Mitochondria: Powerhouse of the cell; site of cellular respiration. Contains its own DNA and ribosomes. Has double membrane (outer and inner), cristae, and matrix.
Chloroplasts: Found in plant cells; site of photosynthesis. Contains its own DNA and ribosomes. Has double membrane, thylakoids, grana, and stroma.
Peroxisomes: Single-membrane organelles containing enzymes that generate and degrade hydrogen peroxide (), detoxify compounds, and break down fatty acids.
The Cytoskeleton
The cytoskeleton provides mechanical support, maintains cell shape, and enables cell movement and division.
Microtubules: Hollow rods (25 nm diameter) made of tubulin. Functions include:
Serving as tracks for molecular motor proteins (e.g., kinesin, dynein).
Formation of centrioles for chromosome movement during cell division.
Providing structural support against compression forces.
Composing cilia and flagella (9+2 arrangement).
Microfilaments: Solid rods (7 nm diameter) made of actin. Functions include:
Maintaining cell shape by resisting tension (pulling forces).
Cell motility (muscle contraction with myosin, cleavage furrow during cell division, pseudopodia, cytoplasmic streaming).
Intermediate Filaments: Cables (8–12 nm diameter) made of keratin. Functions include:
Maintaining cell shape.
Anchoring organelles.
Not typically re-arranged like microtubules or microfilaments.
Cell Surface Structures
Cell Wall
Found in plants and algae, the cell wall provides protection and structural support.
Composition: Cellulose, polysaccharides, protein.
Layers: Primary cell wall, middle lamella (pectin), secondary cell wall.
Extracellular Matrix (ECM)
In animal cells, the ECM provides structural support and mediates cell signaling.
Components: Glycoproteins (collagen, proteoglycans), fibronectin, integrins.
Functions: Attaches ECM to cell, connects ECM to cytoskeleton.
Intracellular Junctions
Plasmodesmata
Found in plant cells, plasmodesmata are plasma membrane channels that allow passage of small molecules between cells.
Junctions in Animal Cells
Junction Type | Structure | Function |
|---|---|---|
Tight Junctions | Adjacent cells held tightly together, forming a belt | Creates a water-tight barrier; prevents leakage (e.g., skin, intestinal lining) |
Desmosomes | Anchoring junctions, reinforced by intermediate filaments | Fasten cells together into sheets; provide mechanical strength |
Gap Junctions | Channels connecting adjacent cells | Allow passage of ions and small molecules; enable cell communication |
Review Questions and Applications
Which cytoskeletal element is responsible for cytoplasmic streaming? Answer: Microfilaments (actin).
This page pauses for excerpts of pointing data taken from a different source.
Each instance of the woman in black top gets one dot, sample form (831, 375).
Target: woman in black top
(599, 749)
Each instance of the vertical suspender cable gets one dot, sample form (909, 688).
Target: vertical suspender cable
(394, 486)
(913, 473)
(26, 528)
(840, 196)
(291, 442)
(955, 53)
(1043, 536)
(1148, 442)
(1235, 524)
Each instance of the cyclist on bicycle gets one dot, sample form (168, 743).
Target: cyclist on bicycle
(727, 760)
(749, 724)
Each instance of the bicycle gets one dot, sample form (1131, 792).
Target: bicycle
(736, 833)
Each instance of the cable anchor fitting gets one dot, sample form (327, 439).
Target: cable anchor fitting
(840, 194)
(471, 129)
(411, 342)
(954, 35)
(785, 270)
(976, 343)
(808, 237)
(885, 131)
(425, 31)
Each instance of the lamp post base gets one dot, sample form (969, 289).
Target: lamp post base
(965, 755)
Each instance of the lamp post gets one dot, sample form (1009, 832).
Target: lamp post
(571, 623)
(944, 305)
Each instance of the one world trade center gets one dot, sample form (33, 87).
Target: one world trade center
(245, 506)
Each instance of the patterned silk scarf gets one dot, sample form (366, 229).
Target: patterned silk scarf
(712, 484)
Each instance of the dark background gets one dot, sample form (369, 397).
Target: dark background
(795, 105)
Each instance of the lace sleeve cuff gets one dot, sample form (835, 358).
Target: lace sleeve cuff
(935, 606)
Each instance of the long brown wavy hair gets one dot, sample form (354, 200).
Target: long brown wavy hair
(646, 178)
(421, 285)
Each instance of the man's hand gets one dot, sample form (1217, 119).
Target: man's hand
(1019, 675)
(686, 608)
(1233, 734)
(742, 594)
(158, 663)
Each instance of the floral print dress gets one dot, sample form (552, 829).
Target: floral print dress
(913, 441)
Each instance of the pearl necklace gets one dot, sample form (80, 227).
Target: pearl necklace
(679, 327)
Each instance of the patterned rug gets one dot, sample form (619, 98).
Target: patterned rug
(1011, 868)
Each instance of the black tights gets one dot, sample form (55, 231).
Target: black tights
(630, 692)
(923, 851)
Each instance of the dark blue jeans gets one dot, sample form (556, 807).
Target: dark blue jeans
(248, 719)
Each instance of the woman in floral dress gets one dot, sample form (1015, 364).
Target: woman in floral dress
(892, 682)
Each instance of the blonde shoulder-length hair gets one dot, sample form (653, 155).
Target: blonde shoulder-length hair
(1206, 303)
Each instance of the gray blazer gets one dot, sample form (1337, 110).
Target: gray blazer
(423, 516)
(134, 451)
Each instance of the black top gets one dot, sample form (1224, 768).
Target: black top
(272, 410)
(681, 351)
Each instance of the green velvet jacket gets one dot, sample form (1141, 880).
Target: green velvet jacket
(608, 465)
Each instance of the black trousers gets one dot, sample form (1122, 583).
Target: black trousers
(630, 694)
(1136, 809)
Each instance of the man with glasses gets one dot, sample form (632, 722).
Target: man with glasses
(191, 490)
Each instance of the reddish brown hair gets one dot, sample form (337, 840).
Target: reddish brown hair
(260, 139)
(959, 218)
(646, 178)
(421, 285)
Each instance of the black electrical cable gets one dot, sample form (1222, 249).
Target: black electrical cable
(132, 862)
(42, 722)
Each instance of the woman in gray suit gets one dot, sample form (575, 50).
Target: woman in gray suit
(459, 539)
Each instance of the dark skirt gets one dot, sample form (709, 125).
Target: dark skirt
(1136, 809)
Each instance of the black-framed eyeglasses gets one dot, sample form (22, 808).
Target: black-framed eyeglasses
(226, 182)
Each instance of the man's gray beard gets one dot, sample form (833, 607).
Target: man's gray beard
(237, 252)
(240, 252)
Which cytoskeletal element is made up of tubulin? Answer: Microtubules.
What sugar is found in RNA? Answer: Ribose.
What type of bond connects the monomers of nucleic acids into polymers? Answer: Phosphodiester bond.
Your skin is waterproof. What type of cell-cell junction is most likely involved in creating a water-tight barrier between the outside and inside of your body? Answer: Tight junctions.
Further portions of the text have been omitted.